Ten others proceeded with “innocent” verdicts. Melanie, a sly smile revealing her willingness to stand out on her own, asserted, “Guilty!”

“But Melanie, what if they are thrown into jail?” asked Brandon, a quiet, thoughtful boy. “The whole family will be sleeping on hard, cold floors. And they might get beaten up.”

“Yeah,” agreed Greg. “I know about that. My dad got beaten up in jail.”

“Give them a chance,” said Jamie, a student whose voice is rarely heard in group discussions, but whose family I know had been homeless for months. “They just need a roof over their heads.”

“What was they supposed to do?” agreed Tasha. “They wasn’t hurting nobody. They was just minding they own business.”

Silent, with arms crossed against her chest, Melanie held her ground. “Still guilty,” was all she said.

Greg, normally quiet and unassertive in class, became vehement: “You’ve got to have a good reason. You can’t just do this to this family. What did they do to you?”

Then, two other students joined in on the guilty charge, saying that the home- less family was scaring the kids walking to school.

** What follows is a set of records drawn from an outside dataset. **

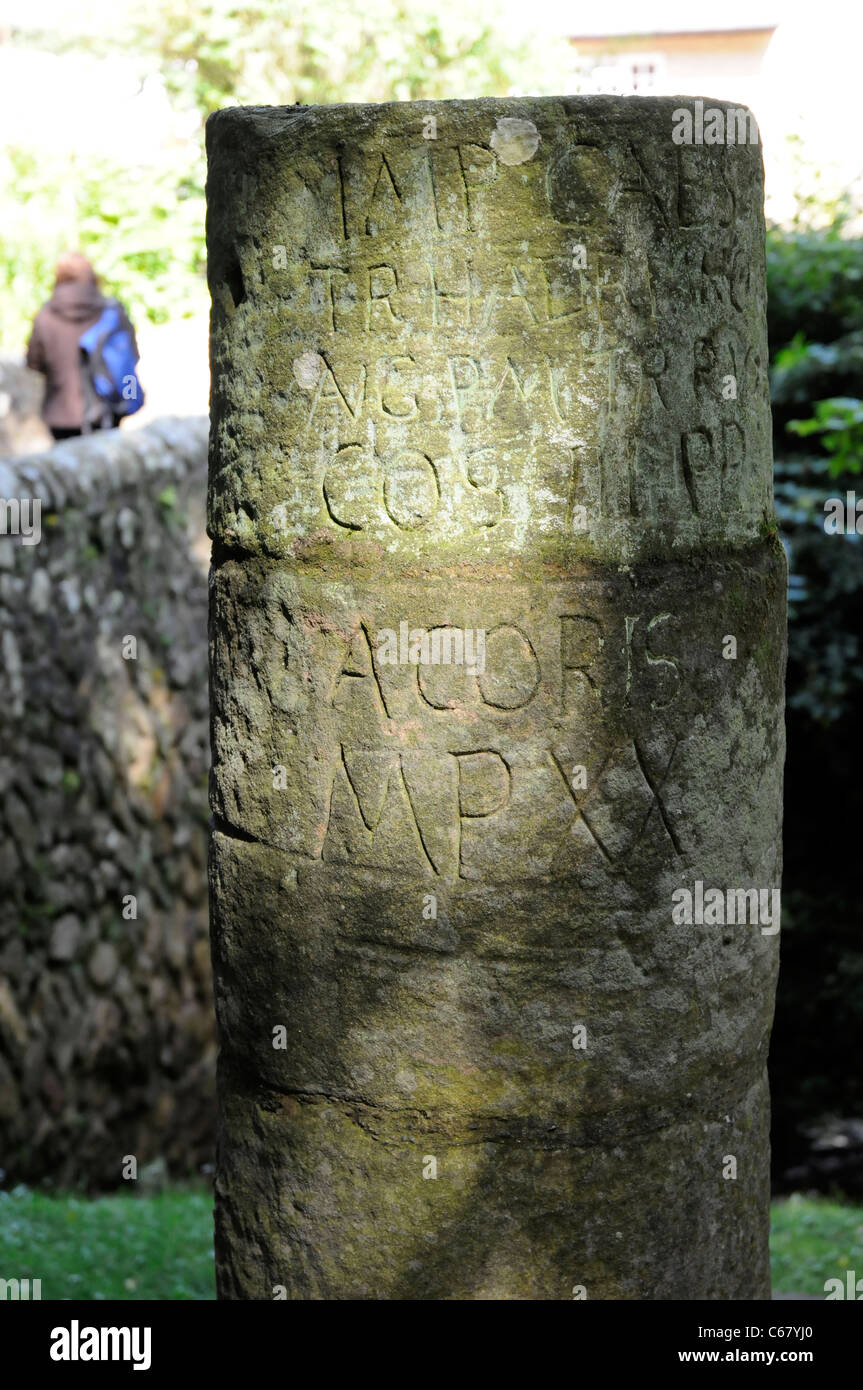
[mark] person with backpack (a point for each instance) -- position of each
(84, 344)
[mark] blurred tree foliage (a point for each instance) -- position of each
(815, 284)
(143, 224)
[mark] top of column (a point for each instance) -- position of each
(500, 331)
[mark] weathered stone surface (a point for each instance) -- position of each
(510, 378)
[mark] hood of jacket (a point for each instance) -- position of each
(77, 302)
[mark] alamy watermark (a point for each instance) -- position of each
(21, 516)
(439, 647)
(727, 906)
(734, 125)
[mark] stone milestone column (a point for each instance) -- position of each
(496, 666)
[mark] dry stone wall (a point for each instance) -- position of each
(106, 1030)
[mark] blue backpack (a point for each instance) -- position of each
(109, 363)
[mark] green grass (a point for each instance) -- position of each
(815, 1239)
(110, 1247)
(161, 1247)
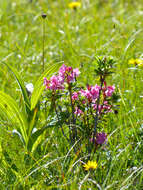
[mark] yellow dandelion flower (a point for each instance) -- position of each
(132, 62)
(90, 165)
(138, 62)
(74, 5)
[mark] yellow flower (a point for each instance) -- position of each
(138, 62)
(74, 5)
(90, 165)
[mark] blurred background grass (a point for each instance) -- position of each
(98, 27)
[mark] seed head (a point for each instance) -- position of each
(44, 15)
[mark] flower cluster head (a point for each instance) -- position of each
(74, 4)
(101, 138)
(91, 93)
(90, 165)
(136, 62)
(65, 74)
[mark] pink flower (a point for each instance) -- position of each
(46, 82)
(78, 112)
(76, 72)
(68, 74)
(109, 91)
(86, 93)
(62, 70)
(99, 107)
(75, 96)
(101, 138)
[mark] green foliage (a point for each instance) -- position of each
(111, 28)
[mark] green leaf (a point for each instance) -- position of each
(11, 111)
(39, 87)
(21, 85)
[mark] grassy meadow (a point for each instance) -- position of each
(73, 36)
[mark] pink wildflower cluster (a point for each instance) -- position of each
(100, 139)
(65, 74)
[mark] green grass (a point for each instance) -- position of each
(107, 27)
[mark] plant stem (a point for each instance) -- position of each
(74, 131)
(43, 49)
(98, 102)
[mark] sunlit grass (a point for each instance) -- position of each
(112, 28)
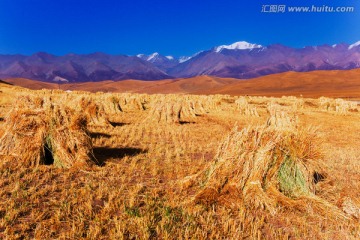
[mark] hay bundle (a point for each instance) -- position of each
(342, 107)
(267, 170)
(94, 112)
(54, 136)
(68, 138)
(281, 118)
(164, 113)
(167, 110)
(132, 102)
(245, 108)
(325, 103)
(24, 136)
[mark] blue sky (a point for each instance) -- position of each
(172, 27)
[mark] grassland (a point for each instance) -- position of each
(136, 166)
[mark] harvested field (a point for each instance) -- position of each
(136, 166)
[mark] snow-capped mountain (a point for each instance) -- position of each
(242, 45)
(162, 62)
(238, 60)
(354, 45)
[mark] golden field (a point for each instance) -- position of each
(80, 165)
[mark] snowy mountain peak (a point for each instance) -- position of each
(153, 56)
(242, 45)
(354, 45)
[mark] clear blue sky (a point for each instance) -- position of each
(171, 27)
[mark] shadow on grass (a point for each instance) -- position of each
(117, 124)
(103, 154)
(99, 135)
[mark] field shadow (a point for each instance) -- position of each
(104, 154)
(117, 124)
(99, 135)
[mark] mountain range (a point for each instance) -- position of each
(241, 60)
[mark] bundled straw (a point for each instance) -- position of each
(56, 135)
(266, 170)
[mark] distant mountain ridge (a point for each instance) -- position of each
(240, 60)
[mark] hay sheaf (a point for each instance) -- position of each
(262, 169)
(164, 111)
(245, 108)
(55, 135)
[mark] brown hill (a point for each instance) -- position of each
(309, 84)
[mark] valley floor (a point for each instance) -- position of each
(151, 151)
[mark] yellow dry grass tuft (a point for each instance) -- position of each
(36, 135)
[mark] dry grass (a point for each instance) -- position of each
(143, 175)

“What?” said Brandon, now shouting, “Did they have weapons — a knife or anything? Did they try to hurt the kids? They were just taking care of themselves.”

After several more minutes of debate, Jeremy took a final vote: Eleven said “Innocent” and only one (still Melanie) voted “Guilty.”

As the rest of the class filed in from recess, the judge took his seat. “Order in the court,” he demanded, pounding the hammer on his desk. The jury’s foreper- son announced the verdict: 11-1, “not guilty.” The class cheered.

Epilogue 

The trial was over, but not the tribulations of the families in my class. Some found housing; for one family of seven, it amounted to one room in a transitional housing shelter. The family of Keisha, who was finally beginning to make some progress in school after two years of absenteeism and “attitude problems,” had been evicted from their apartment and was living in the YWCA. Her family joined the ranks of the homeless, moving back and forth from the YWCA to relatives’ apartments, finally to transitional housing. The district paid for Keisha to be taxied to our school for 30 days; then, still without permanent housing, she was forced to bid our school (the only place of permanency for her over the last month) a tearful farewell. Brandon also moved to another school, his fifth school within the last two years.

Several months ago I heard a voice call out my name in the parking lot of a shopping mall. I looked around, but before I could locate the voice, a body bounded into my arms.

“Keisha! How have you been doing?” I asked as we hugged.

Keisha said she was now living in an apartment and going to another new school. “I miss you,” she said, still hang- ing on to me. “I miss the class.”

I missed her, too, and didn’t even let myself wonder about how many steps backwards she had taken academically and behaviorally in her journey from school to school. I could only hope that our trial and related activities had removed some of the stigma of being homeless, and that our classroom had become a place where the homeless were not viewed as criminals and where housing was seen as a basic right.

Kate Lyman teaches in Madison, WI. The names of the children ere changed to protect their identities.